The sector largely suffered a skills shortage regarding electricians and construction workers, with over half of construction firms noting difficulties in recruiting these employees. This bucks a trend seen elsewhere in the USEER where employers struggled to employ scientists and academics.
Defined by the report as the “design, installation and manufacture of energy efficient products and services”, the energy efficiency sector employed 2.32 million people, adding 76,000 net jobs in 2018 for an increase of 3.4%.
This was the most new jobs added of any sector, and continued the sector’s strong performance in job creation, following on from the 67,000 new jobs added in 2017. Jobs were also more focused than in other sectors, such as solar, with 79% of workers reporting spending at least half their time on energy efficiency-related work.

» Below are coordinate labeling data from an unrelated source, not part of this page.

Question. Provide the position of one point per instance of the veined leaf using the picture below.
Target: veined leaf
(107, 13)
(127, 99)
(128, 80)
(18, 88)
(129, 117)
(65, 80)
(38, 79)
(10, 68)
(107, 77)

The sector employed 582,108 people in jobs relating to heating, ventilation and air conditioning, more than any of the industry’s others sectors, while the majority of manufacturing jobs were in the production of energy star systems and heating and cooling equipment with 74,791. The report also predicts that the sector will see improved job growth next year, with 7.8% predicted job growth in 2019.
Alternative fuels for vehicles
The motor vehicle sector employed 2.53 million people, excluding car dealerships and retailers, adding 74,000 jobs, a 3% increase.
Almost 254,000 employees worked with what the report calls “alternative fuels vehicles”, those powered by natural gas or hydrogen fuel cells, or hybrids. There was an increase in these jobs of 34,000, with hybrids and all-electric vehicles making up 90% of this increase.
The sector also moved towards more fuel-efficient vehicles, with 10,000 more employees working with the technology in 2018 than in 2017, for a total of over 486,000 workers. Also, the report found that 22% of companies assessed derived all of their revenue from products that increase fuel economy.
The report’s authors predict a 2.2% increase in the number of jobs in the sector next year.